For cosmetics, the FDA warns that:
- Cosmetics are not subject to premarket approval; however, they must be safe for consumers under labeled or customary conditions use and be properly labeled
- Cosmetics manufactured using nanomaterials are subject to the same legal requirements as any other cosmetics
- In general, the processes currently in use for assessing safety are appropriate for cosmetics containing nanomaterials; however, standard safety tests may need to be modified or new methods developed to evaluate new or unusual properties or functions exhibited by nanomaterials
The FDA recommends that the safety assessment for cosmetic products using nanomaterials should address a number of important factors, including:
- Physio-chemical characteristics
- Agglomeration and size distribution of nanomaterials at the toxicity testing conditions that should correspond to those of a final product
- Potential product exposure levels and the potential for agglomeration of nanoparticles in the final product
- Dosimetry for in vitro and in vivo toxicology studies
- In vitro and in vivo toxicological data on ingredients and their impurities, dermal penetration, irritation (skin and eye) and sensitization studies, and mutagenicity/ genotoxicity studies
- Clinical studies to test the ingredient, or finished product, in human volunteers under controlled conditions
“Industry remains responsible for ensuring that its products meet all applicable legal requirements, including standards for safety—regardless of the emerging nature of a technology involved in the manufacturing a product,” writes the FDA. “We encourage industry to consult early with the agency to address any questions related to the safety, effectiveness, or other attributes of products that contain nanomaterials, or about the regulatory status of such products.”

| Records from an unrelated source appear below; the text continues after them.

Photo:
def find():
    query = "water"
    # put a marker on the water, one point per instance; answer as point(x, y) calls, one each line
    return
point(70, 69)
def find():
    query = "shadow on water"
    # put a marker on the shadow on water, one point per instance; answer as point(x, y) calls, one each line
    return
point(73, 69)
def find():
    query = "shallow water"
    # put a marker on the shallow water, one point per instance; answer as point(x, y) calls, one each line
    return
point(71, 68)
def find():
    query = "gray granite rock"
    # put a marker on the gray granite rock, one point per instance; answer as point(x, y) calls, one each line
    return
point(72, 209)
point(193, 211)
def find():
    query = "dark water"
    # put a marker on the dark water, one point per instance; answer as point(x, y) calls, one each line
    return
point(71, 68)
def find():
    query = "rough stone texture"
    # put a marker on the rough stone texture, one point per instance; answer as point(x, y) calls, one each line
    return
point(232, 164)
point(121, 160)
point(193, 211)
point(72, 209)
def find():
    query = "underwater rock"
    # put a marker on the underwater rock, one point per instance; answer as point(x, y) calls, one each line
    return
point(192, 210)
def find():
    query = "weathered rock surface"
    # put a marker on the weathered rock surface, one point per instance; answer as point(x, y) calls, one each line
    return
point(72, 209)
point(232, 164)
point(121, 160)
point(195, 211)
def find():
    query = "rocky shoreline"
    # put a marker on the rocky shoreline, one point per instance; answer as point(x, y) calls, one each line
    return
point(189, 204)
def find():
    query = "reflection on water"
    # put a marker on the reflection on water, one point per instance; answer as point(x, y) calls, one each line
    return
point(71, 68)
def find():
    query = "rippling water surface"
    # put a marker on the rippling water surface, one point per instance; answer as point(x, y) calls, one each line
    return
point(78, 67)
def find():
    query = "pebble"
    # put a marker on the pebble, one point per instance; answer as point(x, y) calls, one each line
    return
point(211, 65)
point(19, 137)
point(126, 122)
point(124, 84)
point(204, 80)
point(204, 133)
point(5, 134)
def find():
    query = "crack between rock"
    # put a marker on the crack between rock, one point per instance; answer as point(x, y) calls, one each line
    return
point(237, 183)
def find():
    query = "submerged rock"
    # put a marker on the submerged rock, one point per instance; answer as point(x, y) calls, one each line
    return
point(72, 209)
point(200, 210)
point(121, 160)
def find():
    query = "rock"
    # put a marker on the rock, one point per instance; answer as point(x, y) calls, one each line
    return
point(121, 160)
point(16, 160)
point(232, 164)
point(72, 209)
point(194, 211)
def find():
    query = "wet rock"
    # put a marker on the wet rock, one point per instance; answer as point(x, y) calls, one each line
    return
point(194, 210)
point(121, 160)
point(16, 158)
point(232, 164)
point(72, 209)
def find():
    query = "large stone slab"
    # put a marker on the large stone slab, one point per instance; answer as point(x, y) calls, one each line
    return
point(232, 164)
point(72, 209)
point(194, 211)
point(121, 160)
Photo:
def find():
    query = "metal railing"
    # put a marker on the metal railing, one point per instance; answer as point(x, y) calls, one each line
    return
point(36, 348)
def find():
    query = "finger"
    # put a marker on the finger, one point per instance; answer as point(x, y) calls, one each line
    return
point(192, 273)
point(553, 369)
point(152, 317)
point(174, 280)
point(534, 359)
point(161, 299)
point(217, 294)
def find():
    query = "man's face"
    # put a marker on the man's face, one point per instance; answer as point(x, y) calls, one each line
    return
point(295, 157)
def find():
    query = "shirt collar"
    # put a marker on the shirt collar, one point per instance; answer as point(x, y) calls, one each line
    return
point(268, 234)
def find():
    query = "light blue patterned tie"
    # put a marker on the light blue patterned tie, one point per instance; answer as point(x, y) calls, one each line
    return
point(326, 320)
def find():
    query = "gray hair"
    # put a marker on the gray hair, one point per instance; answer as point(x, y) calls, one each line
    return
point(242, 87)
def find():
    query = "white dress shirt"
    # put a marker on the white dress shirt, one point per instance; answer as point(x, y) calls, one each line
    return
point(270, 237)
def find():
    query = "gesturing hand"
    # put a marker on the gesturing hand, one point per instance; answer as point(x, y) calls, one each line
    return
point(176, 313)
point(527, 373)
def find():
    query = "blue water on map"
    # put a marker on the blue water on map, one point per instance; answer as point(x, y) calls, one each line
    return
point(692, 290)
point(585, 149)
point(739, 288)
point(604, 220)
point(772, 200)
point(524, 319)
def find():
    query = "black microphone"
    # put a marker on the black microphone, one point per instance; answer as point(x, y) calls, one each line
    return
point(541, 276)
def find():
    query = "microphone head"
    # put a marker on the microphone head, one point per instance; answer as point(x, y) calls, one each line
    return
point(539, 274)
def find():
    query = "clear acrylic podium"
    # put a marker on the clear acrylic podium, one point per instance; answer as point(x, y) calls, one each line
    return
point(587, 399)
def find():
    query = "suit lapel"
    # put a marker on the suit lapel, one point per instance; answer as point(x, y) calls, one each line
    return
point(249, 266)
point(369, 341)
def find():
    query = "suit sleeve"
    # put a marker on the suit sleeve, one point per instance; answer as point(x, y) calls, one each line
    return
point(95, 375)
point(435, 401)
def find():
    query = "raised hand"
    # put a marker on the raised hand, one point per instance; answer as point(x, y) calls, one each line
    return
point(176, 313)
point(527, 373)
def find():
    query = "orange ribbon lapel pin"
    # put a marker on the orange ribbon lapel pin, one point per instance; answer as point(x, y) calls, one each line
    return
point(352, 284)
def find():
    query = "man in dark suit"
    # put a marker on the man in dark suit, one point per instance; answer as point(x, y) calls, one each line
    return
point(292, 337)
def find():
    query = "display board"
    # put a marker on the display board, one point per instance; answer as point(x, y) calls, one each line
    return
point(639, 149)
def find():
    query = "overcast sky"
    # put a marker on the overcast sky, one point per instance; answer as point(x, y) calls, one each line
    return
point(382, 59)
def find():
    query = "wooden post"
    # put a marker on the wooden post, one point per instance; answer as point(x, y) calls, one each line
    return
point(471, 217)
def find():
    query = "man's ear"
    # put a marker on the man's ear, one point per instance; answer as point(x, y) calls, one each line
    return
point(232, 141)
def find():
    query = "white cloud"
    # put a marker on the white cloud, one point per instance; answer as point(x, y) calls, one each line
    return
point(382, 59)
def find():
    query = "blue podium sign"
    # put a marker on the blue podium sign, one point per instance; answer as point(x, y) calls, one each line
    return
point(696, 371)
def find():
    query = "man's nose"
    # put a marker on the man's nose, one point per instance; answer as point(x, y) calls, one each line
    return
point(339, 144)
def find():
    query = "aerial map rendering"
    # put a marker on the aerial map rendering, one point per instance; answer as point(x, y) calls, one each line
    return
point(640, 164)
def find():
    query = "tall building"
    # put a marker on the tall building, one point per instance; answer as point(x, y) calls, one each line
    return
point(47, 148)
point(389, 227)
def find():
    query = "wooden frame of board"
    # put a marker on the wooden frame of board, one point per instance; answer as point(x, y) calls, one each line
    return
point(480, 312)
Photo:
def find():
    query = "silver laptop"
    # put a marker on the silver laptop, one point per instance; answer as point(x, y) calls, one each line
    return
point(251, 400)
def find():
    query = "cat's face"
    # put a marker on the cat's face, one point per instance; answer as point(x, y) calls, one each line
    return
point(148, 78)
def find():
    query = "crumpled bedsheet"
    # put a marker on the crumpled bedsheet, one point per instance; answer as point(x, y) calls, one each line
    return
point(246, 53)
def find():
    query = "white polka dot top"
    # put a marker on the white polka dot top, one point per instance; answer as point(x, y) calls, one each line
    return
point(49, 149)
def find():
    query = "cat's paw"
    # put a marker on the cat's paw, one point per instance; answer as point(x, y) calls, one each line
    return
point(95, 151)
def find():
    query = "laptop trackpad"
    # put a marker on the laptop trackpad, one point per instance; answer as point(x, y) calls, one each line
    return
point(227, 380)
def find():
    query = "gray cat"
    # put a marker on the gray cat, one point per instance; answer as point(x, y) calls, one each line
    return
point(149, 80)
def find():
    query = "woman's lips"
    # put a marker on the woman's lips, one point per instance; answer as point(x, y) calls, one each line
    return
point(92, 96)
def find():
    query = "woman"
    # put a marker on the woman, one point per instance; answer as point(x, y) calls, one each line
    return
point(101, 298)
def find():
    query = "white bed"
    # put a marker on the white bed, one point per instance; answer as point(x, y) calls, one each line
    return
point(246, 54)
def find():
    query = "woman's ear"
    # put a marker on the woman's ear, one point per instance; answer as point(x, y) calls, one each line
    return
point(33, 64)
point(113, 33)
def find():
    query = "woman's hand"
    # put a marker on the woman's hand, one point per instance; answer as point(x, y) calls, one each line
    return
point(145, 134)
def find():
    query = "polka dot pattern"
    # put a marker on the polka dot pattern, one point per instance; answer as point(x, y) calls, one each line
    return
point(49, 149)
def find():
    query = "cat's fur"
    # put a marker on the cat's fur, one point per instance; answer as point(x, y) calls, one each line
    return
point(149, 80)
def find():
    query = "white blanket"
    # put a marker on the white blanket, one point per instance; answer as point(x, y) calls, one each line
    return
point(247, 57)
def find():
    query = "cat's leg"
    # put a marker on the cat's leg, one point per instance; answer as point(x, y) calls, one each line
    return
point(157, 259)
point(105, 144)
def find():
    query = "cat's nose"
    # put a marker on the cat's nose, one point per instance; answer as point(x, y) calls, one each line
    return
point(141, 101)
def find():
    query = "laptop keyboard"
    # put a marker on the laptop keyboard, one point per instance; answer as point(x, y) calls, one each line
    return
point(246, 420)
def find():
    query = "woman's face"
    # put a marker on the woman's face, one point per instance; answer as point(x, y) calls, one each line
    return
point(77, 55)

It never hurts to be reminded of the obvious, which unfortunately can be overlooked or forgotten in the rush to market, or through incomplete science or testing.
It would be prudent for manufacturers who use nanotechnology to review these guidances to see the latest in FDA thinking. The FDA is also investing in an FDA-wide nanotechnology regulatory science program to further enhance its scientific capabilities, including developing necessary data and tools to identify properties of nanomaterials and assess the impact they may have on products—so expect more guidance (and more informed scrutiny and assessment) from the FDA in the future.